Mir ist noch leicht schwindelig. „Das Meer der Aswang“ hat mich auf einen wilden Ritt mitgenommen, der an manchen Stellen wie ein Traum nach zu viel Alkohol wirkt: berauschend, ein bisschen unheimlich, außerdem mit ein paar Flossenschlägen im Gesicht. Allan N. Derain erzählt hier von Luklak, einem Mädchen, das sich in ein Krokodil verwandelt — oder genauer: in eine Aswang, jenes schillernde, schaurige Gestaltwesen philippinischer Sagen. Die deutsche Ausgabe, übersetzt von Annette Hug, bringt das alles sehr liebevoll in unseren Leseraum.
Kurz zur Orientierung: Das Buch verwebt lokale Mythologie, Dorfleben und die Ankunft kolonialer Mächte zu einem eigenwilligen Teppich, auf dem plötzlich Affen in roten Hosen und eifrige spanische Priester ebenso auftauchen wie Seelenvögel und Flussdämonen. Wer eine lineare, handfeste, alles-erklärende Handlung erwartet, wird hier öfter das Gefühl haben, in einem fremden Universum zu stranden. Ja: es macht Spaß.

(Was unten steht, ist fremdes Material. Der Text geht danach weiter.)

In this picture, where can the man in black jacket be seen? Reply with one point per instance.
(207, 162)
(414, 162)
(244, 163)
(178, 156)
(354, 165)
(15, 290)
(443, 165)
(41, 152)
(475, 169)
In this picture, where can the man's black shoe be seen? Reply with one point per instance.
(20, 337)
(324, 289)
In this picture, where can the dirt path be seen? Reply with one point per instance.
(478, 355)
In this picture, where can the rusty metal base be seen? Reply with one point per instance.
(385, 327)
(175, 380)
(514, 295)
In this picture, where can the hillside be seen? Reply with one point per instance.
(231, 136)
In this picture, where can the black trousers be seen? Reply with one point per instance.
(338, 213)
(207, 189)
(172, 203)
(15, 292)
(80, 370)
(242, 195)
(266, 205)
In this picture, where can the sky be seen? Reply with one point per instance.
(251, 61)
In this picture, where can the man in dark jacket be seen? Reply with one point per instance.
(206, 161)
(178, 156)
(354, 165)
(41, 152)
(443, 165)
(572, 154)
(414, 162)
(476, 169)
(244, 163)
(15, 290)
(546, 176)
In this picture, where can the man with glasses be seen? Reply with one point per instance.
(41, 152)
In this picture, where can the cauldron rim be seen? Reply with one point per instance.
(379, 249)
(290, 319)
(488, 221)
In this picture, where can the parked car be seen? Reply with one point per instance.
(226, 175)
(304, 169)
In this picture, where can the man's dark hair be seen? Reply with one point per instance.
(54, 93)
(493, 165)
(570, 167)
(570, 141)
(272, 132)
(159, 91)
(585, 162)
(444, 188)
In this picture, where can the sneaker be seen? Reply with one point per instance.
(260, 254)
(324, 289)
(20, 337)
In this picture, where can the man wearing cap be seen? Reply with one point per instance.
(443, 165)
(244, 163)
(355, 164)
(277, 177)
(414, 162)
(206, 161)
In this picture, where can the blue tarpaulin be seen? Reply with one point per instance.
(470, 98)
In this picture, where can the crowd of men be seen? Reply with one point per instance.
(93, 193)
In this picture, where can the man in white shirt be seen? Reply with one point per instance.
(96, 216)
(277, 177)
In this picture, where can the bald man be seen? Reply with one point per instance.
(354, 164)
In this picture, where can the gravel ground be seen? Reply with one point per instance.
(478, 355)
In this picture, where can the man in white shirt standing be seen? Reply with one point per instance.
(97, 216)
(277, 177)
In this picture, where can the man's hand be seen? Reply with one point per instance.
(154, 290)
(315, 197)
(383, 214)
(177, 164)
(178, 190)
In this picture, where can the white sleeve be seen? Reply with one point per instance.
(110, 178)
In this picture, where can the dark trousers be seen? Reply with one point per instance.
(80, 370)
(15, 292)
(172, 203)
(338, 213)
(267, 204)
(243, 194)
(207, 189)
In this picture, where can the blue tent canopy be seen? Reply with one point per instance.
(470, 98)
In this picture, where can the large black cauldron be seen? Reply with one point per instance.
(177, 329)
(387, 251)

Was mich beeindruckt hat: Derain lässt die Sagenwelt atmen. Die Verwandlung Luklaks ist nicht bloß ein Gimmick, sondern ein Zugang zu einer anderen Logik — einer Logik, die mit dem modernen, kolonial geprägten Denken nicht kompatibel ist. Die Ursache der Verwandlung (ja, es geht unter anderem um ein rätselhaftes Aalwesen, das eine Rolle in Luklaks Herkunft spielt) wird so erzählt, dass ich beim Lesen mehrfach innehalten und mir die Szene noch einmal bildlich vorstellen musste. Ich war ständig zwischen Verwirrung, archaischem Rausch und Faszination hin- und hergeworfen. Dabei ist die Sprache ganz wundervoll bildhaft (Probs an die Übersetzung!). Sprachliche Bilder lassen diese Welt ganz sinnlich werden, manchmal wuchert es dann auch wieder fast zu dicht, so dass ich erstmal Pause machen musste. Aber das habe ich nicht als Schwäche des Buchs gesehen, sondern eher als Herausforderung: man muss sich wirklich einlassen und die Realität hinter sich lassen.
Luklak bleibt mir im Gedächtnis - nicht unbedingt als die klassische Identifikationsfigur, aber als eine, die innerlich wächst, bricht und sich neu zusammensetzt. Alle Figuren im Buch sind liebevoll, aber auch widersprüchlich gezeichnet, manche sind kaum auszuhalten. Gleichzeitig hat die Geschichte Humor: schwarzhumorig, ironisch, aber niemals zynisch. Dieses Gleichgewicht aus Mitgefühl und ironischer Distanz hat mir wirklich sehr gefallen.
Die Ausgabe, die ich in Händen halte, ist zudem sehr schön ausgestattet. Das Papier, die Typografie, die Illustrationen (die Stellen, an denen sie auftauchen, waren für mich wie Atempausen), all das hat meine Leseerfahrung aufgerundet.
Warum 4 Sterne und nicht 5? Ganz ehrlich: Das Buch ist großartig — aber nicht immer einfach. Manchmal habe ich mir mehr narrative Klammern gewünscht, damit der rote Faden nicht so sehr in Nebel versinkt. Am Ende bleibt doch einiges an Verwirrung übrig 😅
Für wen ist dieses Buch? Für Leserinnen und Leser, die Mythologie lieben, die sich auf literarische Experimente einlassen — und für alle, die kein Problem damit haben, wenn ein Roman sie aus der Komfortzone katapultiert. Wer eine saubere, moderne Erklärung für alles will, sollte vielleicht Abstand nehmen; wer sich aber auf ein anderes Denk- und Erzähluniversum einlassen kann, wird belohnt: mit Bilderfluten und mit einer düsteren, manchmal auch komischen Magie.